Nontuberculous Mycobacterial Infections

1. 1. Norton GJ, Williams M, Falkinham JO 3rd, Honda JR: Physical measures to reduce exposure to tap water-associated nontuberculous mycobacteria. Front Public Health 8:190, 2020. doi: 10.3389/fpubh.2020.00190

The typical patient is a middle-aged or older woman with bronchiectasis, scoliosis, pectus excavatum, or mitral valve prolapse but without known underlying lung abnormalities. Mycobacterium avium complex (MAC) also causes pulmonary disease in middle-aged or older White men with previous lung problems such as chronic bronchitis, emphysema, healed TB, bronchiectasis, or silicosis. Whether MAC causes bronchiectasis or bronchiectasis leads to MAC is not always clear in any given patient; both phenomena occur. In older, thin women with chronic nonproductive cough, this syndrome is often called Lady Windermere syndrome; it appears to be increasing in frequency for unknown reasons.

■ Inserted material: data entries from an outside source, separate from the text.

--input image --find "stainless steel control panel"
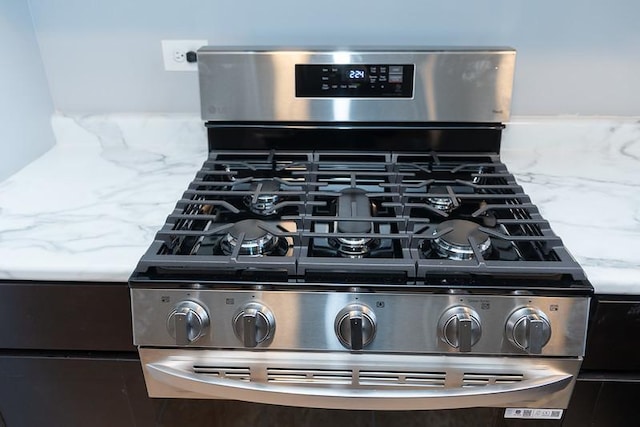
[131,289,589,356]
[198,46,516,123]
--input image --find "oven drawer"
[140,348,581,410]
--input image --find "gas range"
[130,48,592,410]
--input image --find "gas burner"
[329,188,376,258]
[431,219,491,260]
[220,219,281,256]
[244,179,280,216]
[427,197,456,213]
[329,237,378,258]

Another important population subject to NTM infection and disease is patients with cystic fibrosis. With better management of CF, patients are living longer and therefore are more likely to develop complications such as NTM disease.

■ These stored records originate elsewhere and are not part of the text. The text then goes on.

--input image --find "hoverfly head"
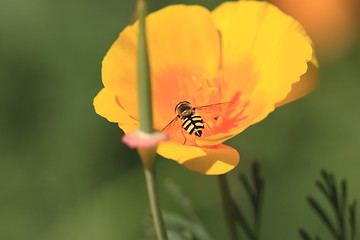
[175,101,194,117]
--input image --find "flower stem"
[137,0,168,240]
[144,160,168,240]
[218,174,239,240]
[137,0,154,133]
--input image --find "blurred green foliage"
[0,0,360,240]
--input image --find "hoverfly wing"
[161,116,181,138]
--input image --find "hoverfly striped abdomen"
[181,114,204,137]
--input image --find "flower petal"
[102,5,220,129]
[275,56,319,107]
[202,1,313,145]
[157,142,240,175]
[94,88,138,133]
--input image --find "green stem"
[218,174,239,240]
[144,161,168,240]
[137,0,154,133]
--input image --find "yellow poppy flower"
[94,1,317,174]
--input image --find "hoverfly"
[162,101,233,144]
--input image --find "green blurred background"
[0,0,360,240]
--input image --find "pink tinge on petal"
[121,130,169,148]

Cough and expectoration are common, often associated with fatigue, weight loss, and low-grade fever. The course may be slowly progressive or stable for long periods. Respiratory insufficiency and persistent hemoptysis may develop. Fibronodular infiltrates on chest x-ray resemble those of pulmonary TB, but cavitation tends to be thin-walled, and pleural effusion is rare. So-called tree-and-bud infiltrates, seen on chest CT, are also characteristic of MAC disease.

Sputum examination and culture are done to diagnosis MAC and to distinguish MAC infection from tuberculosis.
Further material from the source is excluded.